Xceed
- Company type: Private
- Industry: Software as a service
- Founded: 2014 in Milan, Italy
- Founders: Mattia Franco Luca Papaleo
- Headquarters: Barcelona, Spain
- Area served: Worldwide
- Key people: Mattia Franco (CEO); Luca Papaleo (COO);
- Website: xceed.me

= Xceed (company) =

European live events marketplace

Xceed (stylized in all caps) is a marketplace for live music, nightlife, and cultural events. It is based in Barcelona, Spain.

==History==
Xceed was founded in Milan, Italy in 2014 by Mattia Franco, Luca Papaleo, and Davide Villano.

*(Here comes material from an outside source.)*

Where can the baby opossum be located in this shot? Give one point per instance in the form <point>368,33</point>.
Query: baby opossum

In the same year, Xceed introduced Nightgraph (later renamed as Xceed Pro) as its first SaaS platform for event organizers, bundling ticketing, guest-list check-in, CRM and live analytics into a single dashboard.

Xceed's initial external funding occurred in April 2015 with a €550,000 pre-seed investment from 360 Capital Partners. In October 2019, it secured €2.3 million in seed funding from multiple investors. Post-investment, Xceed focused on expansion within Southern Europe.

In 2016, Xceed launched its media outlet Nightmag to cover nightlife and electronic music culture.

In November 2022, Xceed raised €2 million from investors Trind Ventures, Best Nights VC, and SuperHero Capital to support further European expansion.

In 2025, Xceed was rebranded as XCEED with an updated interface.

==Apps==
Xceed provides a consumer-oriented app, Xceed, and two business-oriented apps, Xceed Pro for event management and Xceed Access for on-site check-in. The Xceed consumer-oriented app uses Machine learning to suggest events based on user preferences and location. All apps are available on Android and iOS.

==Recognition==
In 2018, Xceed was named as Tech5 by The Next Web (TNW) and Adyen – Fastest Growing Startup in Spain. A year later, in 2019, Mattia Franco was named in Forbes 30 Under 30 list. In 2025, Xceed was included in the Financial Times Fastest Growing Companies in Europe. Xceed was also recognized in both 2024 and 2025 by Il Sole 24 Ore & Statista – Growth Leaders.